From 2000 to 2003, the FBI received $379 million in funding to investigate HIPAA-related health care fraud. Despite this, Richard W. Gibson remains the only defendant ever to be convicted under the act. In August 2004, a federal court ordered the Seattle resident to serve 16 months in prison and pay $9,000 in restitution for stealing the identity of a patient at the cancer clinic where he worked and using the information to fraudulently obtain credit cards. The modest fine hardly justifies the government's investment of more than a third of a billion dollars.
Regulatory enforcement seems to occur only when it's profitable. For example, the Sarbanes-Oxley Act has netted the U.S. Treasury Department several billion dollars in fines, leading companies and federal authorities alike to take Sarbox seriously.
Another law with teeth is the Fair Credit Reporting Act. To settle Federal Trade Commission charges that it had violated the act by committing a security breach resulting in the theft of financial records involving more than 160,000 consumers, ChoicePoint in January agreed to pay $10 million in civil penalties and set up a $5 million victims' trust fund.
Why isn't HIPAA enforcement anywhere near as lucrative? One reason is the lack of executive accountability.
Sarbox is effective because the government holds the CEO and CFO accountable through yearly audits. Such audits don't exist for HIPAA, perhaps because of the urgent nature of hospital work. But health care providers and their executive teams must bear responsibility for violations, even those committed by low-level employees.

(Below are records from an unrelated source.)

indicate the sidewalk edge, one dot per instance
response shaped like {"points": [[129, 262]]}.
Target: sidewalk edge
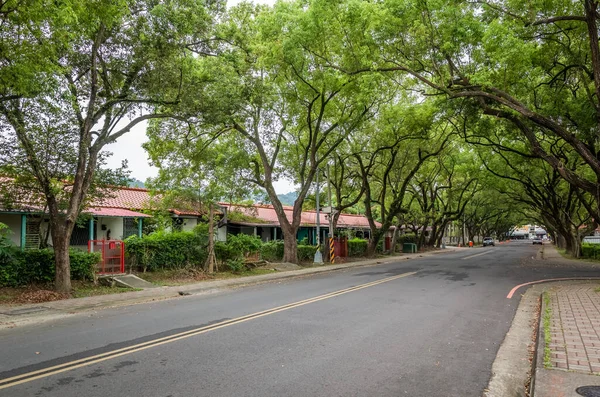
{"points": [[511, 368]]}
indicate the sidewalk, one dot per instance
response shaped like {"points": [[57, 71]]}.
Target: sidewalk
{"points": [[566, 354], [571, 359], [18, 315]]}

Another problem is that too many health care organizations labor under the misconception that HIPAA compliance is solely an IT systems issue. HIPAA says data must be kept confidential, but offers little or no leadership on how to engineer processes to ensure privacy.
In this regard, IT professionals should seek guidance from overseas - especially the United Kingdom, which, like Europe in general, is a world leader in data privacy. The Brits are focusing on BS 7799, the predecessor of the ISO/IEC 17799 security standard.

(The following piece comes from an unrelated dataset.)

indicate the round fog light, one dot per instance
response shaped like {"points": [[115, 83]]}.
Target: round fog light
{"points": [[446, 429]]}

Without privacy-oriented processes, IT's technological involvement with compliance initiatives like HIPAA will have little effect in paper-based environments such as health care.
Don't get me wrong - there's much to be learned from IT-related laws and regulations to ensure public privacy and corporate governance. Indeed, such provisions are usually based on best practices and plain old common sense. However, HIPAA will never be effective unless the government enforces it as vigorously as other laws. If we don't start taking HIPAA seriously, we might as well drop it altogether.